Better anti-spam filtering

11/23 2004 – After a recent change of hosting companies, the amount of spam that makes it through to my inbox is just a fraction of what it used to be.

The web hosting company currently hosting this site (Datakultur.com*) has an optional server-side spam filter, that really does the job. Combined with the built-in junk filter in Apple’s Mail.app this has resulted in an almost clean inbox!

Server-side filtering by the web host

The server-side filtering is based on points. Odd backgrounds, known spam hosts, stop words, malformatted mail headers, all these mail anomalies gets points. When a certain threshold is met, the incoming mail is stamped as spam. *****SPAM***** is added to the mail subject. A typical spam mail will look like this when it arrives in my mail client: *****SPAM***** WE HAVE 1300 SOFTWARES FOR U TO DOWNLOAD NOW near mentioned climb . An X-flag is allso set (X-Spam-Flag: YES). Nice, isn’t it. Just as if the spammers announced that their mail only contains junk.

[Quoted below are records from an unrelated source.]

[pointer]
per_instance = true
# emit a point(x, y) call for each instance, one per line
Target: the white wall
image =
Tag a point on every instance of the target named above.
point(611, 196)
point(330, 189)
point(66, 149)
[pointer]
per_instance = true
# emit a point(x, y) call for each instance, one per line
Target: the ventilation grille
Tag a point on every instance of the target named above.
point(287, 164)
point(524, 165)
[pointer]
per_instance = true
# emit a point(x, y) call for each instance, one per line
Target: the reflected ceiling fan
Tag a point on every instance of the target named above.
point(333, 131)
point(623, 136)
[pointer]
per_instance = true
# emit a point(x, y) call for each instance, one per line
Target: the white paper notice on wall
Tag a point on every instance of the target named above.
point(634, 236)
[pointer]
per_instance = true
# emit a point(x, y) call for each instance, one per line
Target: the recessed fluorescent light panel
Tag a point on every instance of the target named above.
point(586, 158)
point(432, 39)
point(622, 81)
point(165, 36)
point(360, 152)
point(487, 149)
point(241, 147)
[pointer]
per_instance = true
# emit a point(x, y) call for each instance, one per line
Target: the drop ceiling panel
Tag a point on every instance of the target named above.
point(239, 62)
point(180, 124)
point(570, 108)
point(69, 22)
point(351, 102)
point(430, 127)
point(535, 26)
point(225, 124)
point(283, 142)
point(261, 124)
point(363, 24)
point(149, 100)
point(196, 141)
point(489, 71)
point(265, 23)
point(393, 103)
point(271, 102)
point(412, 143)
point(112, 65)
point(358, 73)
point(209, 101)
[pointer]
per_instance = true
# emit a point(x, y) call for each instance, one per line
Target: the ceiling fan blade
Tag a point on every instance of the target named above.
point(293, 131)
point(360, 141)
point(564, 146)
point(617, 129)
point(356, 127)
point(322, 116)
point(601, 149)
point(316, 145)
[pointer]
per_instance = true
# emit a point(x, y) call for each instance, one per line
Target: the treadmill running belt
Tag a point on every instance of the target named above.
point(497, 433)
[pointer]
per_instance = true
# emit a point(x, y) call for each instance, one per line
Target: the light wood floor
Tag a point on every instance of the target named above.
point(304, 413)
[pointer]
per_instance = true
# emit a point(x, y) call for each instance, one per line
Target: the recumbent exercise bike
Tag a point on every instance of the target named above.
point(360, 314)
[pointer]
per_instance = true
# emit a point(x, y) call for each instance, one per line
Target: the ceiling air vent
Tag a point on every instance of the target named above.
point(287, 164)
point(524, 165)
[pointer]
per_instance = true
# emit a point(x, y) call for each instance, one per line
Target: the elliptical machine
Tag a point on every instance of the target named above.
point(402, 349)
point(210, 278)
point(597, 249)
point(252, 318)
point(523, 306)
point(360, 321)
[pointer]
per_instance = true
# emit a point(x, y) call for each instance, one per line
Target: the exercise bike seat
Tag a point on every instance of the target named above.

Furthermore, if incoming spam gets acchieves enough spam points, the server-side application kills the mail. In this case I never even see it!

Client-side filtering by Mail.app

Of course, Mail.app, my local mail client is quick to recognize the spam-stamped mails as junk, and accordingly sends these straight to the spam folder. And since I only get about 50 of these daily, instead of the thousands of spam mails received from my former hosting company**, I can now take the time to actually check the contents of my junk basket. This is actually cruisial, at least for me, since lots of people send me samples of iscam mails and stupid spam. With the old hosting company and the flood of spam received via them, I rarely took the time to manually check for any legitimate email messages. Instead, I just deleted all of it once or twice a day.

This was, needless to say, no good at all. I hereby appologize to all of you who sent me legitimate messages and never got a reply. The bare thruth is that your message dissapeared into the oblibion of my re-used storage.

* Datakultur.com, is a Swedish hosting company located in Malmö in southern Sweden.